Ostatni maraton, ostatni wyścig w tym sezonie. Chciałem się dobrze zaprezentować na koniec sezonu. Poza tym sprawa miejsca w klasyfikacji generalnej była cały czas otwarta. Niestety wyszło inaczej, ale od początku. Pogoda (w tym roku można było w ciemno zakładać, że będzie padać) mnie zaskoczyła, tzn. słonce i dosyć ciepło, naprawdę miło. Na starcie nikogo nie brakuje wszyscy gotowi i zmotywowani. Po odliczaniu, ruszamy, tempo dość mocne od startu. Pierwszy podjazd jadę w czołówce, chociaż przed szczytem trochę odpuszczam. Na górze kawałek prostej i zjazd 🙂 Niestety chwila rozluźnienia kosztuje mnie bliskim spotkaniem z drzewem (wybrałem takie w miarę małe żeby zminimalizować szkody w drzewostanie – oczywiście 🙂 ). Wyciągam rower z choinek wydaje się wszystko OK, aczkolwiek, gdy ruszyłem okazało się, że pękło mocowanie kabla od hamulca i ociera on o koło. Kolejny postój. Szybko poradziłem sobie z usterką i w drogę. Nie za szybko żeby nie stracić sił od razu. Do pewnego momentu wyprzedzam kolejnych zawodników, ale czuję, że nie jest to mój najlepszy dzień. Z każdym kilometrem słabnę i jazda sprawia mi coraz więcej problemów. Nie ma rady trzeba jechać. Kolejni zawodnicy wyprzedzają mnie a ja za bardzo nie mam siły za nimi jechać. Przyjmuje założenie, aby do mety i swoim tempem jadę kolejne kilometry. Pod koniec wyprzedza mnie Remigiusz Ciok (który również miał defekt) i motywuje mnie do szybszej jazdy. Trochę mi odjeżdża, ale na kolejnym odcinku dochodzę go. Niestety moja szarża sprawia, że szybko dopadają mnie skurcze i to jest już koniec walki na ten dzień. Dojeżdżam do mety na 23 pozycji. Przed samą metą zjeżdżam jeszcze techniczny zjazd po korzeniach, ku radości zgromadzonych kibiców:)
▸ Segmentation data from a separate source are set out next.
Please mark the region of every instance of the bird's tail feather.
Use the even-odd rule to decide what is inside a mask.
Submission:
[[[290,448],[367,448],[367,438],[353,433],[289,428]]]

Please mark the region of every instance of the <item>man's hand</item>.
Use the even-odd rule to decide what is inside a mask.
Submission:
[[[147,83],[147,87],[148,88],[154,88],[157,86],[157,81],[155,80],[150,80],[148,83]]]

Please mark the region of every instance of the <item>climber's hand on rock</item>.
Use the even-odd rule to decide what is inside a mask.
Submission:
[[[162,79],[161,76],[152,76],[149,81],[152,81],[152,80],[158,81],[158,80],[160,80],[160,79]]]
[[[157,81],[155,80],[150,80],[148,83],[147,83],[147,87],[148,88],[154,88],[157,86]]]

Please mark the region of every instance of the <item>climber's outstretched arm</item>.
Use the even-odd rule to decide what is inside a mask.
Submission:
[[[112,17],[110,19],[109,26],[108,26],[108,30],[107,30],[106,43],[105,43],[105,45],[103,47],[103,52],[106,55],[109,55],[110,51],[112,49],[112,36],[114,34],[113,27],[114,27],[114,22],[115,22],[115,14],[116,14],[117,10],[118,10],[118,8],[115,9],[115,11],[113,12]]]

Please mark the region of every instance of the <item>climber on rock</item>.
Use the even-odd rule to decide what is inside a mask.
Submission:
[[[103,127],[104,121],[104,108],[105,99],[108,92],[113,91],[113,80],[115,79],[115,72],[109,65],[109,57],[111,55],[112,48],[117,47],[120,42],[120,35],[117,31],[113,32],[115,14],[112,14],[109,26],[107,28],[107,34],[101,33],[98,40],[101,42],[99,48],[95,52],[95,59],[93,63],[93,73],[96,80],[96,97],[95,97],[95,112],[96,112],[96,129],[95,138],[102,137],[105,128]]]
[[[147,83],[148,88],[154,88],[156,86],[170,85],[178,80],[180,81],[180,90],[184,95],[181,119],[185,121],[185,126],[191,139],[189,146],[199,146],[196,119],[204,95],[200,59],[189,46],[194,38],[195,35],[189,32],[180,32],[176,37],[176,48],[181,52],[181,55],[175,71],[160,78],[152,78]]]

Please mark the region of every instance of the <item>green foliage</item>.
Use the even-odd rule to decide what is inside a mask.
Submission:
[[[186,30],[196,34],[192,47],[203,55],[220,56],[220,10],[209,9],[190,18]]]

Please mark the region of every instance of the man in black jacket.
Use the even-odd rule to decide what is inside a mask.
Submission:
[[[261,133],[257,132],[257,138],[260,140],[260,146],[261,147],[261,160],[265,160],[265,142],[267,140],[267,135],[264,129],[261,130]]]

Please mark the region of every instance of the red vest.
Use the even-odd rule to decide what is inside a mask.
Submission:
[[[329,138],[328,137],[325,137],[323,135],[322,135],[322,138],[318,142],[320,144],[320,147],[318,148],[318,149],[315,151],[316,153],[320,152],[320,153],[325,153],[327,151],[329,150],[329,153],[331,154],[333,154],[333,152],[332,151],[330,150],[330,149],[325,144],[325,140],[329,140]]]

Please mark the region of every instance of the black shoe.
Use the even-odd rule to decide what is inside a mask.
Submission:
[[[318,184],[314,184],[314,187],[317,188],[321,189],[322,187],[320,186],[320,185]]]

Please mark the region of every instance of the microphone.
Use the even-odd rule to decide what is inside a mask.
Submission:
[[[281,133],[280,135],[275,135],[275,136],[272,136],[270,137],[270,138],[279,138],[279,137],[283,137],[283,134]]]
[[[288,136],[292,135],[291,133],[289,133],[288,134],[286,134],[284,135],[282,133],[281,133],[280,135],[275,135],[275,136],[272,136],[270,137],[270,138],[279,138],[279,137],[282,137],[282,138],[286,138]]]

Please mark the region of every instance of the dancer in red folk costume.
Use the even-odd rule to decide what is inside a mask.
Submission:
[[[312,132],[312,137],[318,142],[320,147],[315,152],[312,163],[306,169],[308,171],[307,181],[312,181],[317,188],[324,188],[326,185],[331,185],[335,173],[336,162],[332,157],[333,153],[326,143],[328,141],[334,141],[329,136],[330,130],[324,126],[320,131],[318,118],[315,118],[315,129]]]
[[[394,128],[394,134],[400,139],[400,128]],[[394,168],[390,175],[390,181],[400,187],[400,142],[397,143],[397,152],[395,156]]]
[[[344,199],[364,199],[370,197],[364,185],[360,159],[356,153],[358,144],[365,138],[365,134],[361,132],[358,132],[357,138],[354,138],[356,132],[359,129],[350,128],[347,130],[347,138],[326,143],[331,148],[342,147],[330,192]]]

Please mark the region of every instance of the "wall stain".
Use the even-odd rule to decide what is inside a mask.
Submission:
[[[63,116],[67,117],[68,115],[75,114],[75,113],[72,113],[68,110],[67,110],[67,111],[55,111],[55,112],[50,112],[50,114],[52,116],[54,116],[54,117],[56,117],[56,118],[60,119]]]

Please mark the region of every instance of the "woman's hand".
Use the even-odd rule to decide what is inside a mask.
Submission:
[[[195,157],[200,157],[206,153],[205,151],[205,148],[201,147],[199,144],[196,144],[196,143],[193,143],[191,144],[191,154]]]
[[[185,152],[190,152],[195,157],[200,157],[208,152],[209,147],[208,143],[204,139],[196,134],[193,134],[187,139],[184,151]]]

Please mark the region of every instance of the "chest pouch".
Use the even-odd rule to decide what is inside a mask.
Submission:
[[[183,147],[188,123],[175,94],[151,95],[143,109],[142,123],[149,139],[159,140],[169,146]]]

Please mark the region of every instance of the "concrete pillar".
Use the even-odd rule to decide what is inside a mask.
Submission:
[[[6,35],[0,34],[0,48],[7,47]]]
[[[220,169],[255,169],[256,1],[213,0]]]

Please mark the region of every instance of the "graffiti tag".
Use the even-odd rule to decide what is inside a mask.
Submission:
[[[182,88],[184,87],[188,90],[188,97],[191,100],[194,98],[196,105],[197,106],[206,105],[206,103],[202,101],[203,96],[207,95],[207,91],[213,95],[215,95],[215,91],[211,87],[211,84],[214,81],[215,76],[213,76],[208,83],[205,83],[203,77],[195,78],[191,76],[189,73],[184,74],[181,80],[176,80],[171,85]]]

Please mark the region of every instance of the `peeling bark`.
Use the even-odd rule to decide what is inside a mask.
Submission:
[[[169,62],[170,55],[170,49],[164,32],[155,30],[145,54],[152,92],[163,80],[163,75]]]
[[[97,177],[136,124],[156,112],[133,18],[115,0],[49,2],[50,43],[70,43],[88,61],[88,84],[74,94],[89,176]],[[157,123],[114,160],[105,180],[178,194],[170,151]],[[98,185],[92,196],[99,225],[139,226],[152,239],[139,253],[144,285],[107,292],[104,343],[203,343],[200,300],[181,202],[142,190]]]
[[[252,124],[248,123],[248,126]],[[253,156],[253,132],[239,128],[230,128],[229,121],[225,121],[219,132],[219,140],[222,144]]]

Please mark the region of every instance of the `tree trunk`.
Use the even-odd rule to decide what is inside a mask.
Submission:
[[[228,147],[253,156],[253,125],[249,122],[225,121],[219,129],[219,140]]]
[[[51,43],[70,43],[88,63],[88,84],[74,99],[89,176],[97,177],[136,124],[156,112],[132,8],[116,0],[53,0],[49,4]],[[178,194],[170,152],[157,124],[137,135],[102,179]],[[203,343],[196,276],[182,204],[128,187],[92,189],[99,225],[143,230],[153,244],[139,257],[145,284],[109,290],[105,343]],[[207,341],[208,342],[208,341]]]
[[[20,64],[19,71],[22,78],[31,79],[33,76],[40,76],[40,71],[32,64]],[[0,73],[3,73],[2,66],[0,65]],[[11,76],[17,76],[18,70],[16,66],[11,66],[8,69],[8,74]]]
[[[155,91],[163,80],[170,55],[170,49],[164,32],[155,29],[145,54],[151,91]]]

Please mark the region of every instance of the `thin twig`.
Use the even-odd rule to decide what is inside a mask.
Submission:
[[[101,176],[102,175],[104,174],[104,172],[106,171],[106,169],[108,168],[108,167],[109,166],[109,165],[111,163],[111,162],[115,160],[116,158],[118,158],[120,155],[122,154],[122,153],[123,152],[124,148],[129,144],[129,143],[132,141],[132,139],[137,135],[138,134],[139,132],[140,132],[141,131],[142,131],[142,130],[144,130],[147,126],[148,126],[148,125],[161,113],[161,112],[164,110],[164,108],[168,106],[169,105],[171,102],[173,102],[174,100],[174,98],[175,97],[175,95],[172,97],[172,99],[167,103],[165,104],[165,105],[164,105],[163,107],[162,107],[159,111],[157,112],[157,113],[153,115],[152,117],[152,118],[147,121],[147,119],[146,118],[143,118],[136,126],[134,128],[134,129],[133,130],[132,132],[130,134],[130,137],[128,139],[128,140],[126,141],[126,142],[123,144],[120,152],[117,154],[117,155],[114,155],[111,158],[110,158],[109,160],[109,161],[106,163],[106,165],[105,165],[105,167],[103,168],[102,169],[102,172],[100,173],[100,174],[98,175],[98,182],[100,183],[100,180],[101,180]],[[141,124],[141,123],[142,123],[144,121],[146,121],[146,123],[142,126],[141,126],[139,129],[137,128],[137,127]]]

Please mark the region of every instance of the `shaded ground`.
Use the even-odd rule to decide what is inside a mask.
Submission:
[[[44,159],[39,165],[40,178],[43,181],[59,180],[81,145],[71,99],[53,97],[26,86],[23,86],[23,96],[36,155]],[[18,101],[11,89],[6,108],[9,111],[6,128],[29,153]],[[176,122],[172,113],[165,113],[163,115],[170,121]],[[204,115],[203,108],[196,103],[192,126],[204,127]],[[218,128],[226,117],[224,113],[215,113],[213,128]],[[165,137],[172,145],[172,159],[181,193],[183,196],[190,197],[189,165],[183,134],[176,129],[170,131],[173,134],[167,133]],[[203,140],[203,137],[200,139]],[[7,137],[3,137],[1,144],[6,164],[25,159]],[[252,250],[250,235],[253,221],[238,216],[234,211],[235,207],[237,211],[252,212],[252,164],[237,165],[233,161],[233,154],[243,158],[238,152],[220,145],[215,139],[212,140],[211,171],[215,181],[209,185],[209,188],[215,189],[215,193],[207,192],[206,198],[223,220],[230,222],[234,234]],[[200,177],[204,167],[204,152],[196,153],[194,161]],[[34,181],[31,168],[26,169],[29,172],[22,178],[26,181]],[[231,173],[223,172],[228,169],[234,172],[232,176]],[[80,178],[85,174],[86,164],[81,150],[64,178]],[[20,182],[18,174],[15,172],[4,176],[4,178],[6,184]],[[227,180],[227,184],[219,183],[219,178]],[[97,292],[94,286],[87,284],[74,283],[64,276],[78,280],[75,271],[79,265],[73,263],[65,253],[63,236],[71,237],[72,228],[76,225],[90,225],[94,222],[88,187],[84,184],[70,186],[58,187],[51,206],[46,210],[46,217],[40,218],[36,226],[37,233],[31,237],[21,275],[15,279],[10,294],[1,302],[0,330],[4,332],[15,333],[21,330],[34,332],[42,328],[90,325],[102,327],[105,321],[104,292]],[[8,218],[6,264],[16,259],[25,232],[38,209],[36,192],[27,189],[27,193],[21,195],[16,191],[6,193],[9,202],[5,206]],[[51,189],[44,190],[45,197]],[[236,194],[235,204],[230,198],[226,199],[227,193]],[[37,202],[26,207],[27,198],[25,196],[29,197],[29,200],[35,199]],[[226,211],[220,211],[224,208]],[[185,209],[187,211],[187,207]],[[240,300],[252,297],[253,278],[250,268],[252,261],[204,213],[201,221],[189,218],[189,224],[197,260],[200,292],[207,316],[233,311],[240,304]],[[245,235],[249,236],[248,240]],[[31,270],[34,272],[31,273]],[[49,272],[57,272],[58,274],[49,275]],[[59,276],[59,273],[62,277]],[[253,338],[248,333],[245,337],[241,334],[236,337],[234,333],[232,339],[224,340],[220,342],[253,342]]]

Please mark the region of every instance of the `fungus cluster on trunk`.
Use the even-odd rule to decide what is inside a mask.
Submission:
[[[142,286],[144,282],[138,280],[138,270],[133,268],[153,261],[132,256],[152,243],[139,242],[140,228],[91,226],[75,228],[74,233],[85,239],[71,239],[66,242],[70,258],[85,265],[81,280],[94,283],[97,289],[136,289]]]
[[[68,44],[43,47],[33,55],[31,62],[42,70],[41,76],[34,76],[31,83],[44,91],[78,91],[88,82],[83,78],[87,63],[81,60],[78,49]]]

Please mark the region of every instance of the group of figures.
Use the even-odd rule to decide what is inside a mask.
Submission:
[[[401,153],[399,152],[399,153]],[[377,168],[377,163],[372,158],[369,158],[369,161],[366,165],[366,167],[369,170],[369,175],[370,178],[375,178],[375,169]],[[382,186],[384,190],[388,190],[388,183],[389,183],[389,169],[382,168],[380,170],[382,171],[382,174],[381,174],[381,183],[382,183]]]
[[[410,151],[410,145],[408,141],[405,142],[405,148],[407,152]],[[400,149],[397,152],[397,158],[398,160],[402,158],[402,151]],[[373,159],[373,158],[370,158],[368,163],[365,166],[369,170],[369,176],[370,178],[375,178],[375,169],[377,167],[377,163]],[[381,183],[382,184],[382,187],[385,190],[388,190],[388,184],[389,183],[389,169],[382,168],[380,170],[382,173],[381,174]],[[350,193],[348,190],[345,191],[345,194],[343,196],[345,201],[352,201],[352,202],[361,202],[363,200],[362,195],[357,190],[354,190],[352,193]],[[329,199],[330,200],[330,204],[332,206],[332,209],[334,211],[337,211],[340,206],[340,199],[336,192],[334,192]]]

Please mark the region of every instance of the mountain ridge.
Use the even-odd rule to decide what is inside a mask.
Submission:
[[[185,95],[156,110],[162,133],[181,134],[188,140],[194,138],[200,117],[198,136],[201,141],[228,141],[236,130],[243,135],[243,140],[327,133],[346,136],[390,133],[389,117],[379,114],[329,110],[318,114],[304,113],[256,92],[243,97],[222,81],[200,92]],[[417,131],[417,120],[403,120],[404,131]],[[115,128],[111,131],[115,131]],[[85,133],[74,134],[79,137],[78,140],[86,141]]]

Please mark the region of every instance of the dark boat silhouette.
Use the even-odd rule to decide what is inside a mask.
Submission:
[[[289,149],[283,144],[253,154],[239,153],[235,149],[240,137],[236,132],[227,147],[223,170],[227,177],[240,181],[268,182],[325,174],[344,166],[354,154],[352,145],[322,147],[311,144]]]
W klasyfikacji generalnej zajmuję 2 miejsce. Wygrał Mateusz Zoń a miejsce na podium uzupełnia Piotr Wilk (pewnie gdyby nie to, że miał trochę pecha to kolejnością byśmy się zamienili tzn. on byłby drugi ja trzeci). Wygrałem klasyfikację TOP 5, czyli pięć najcięższych maratonów z całej serii. Sezon zakończony można odpocząć.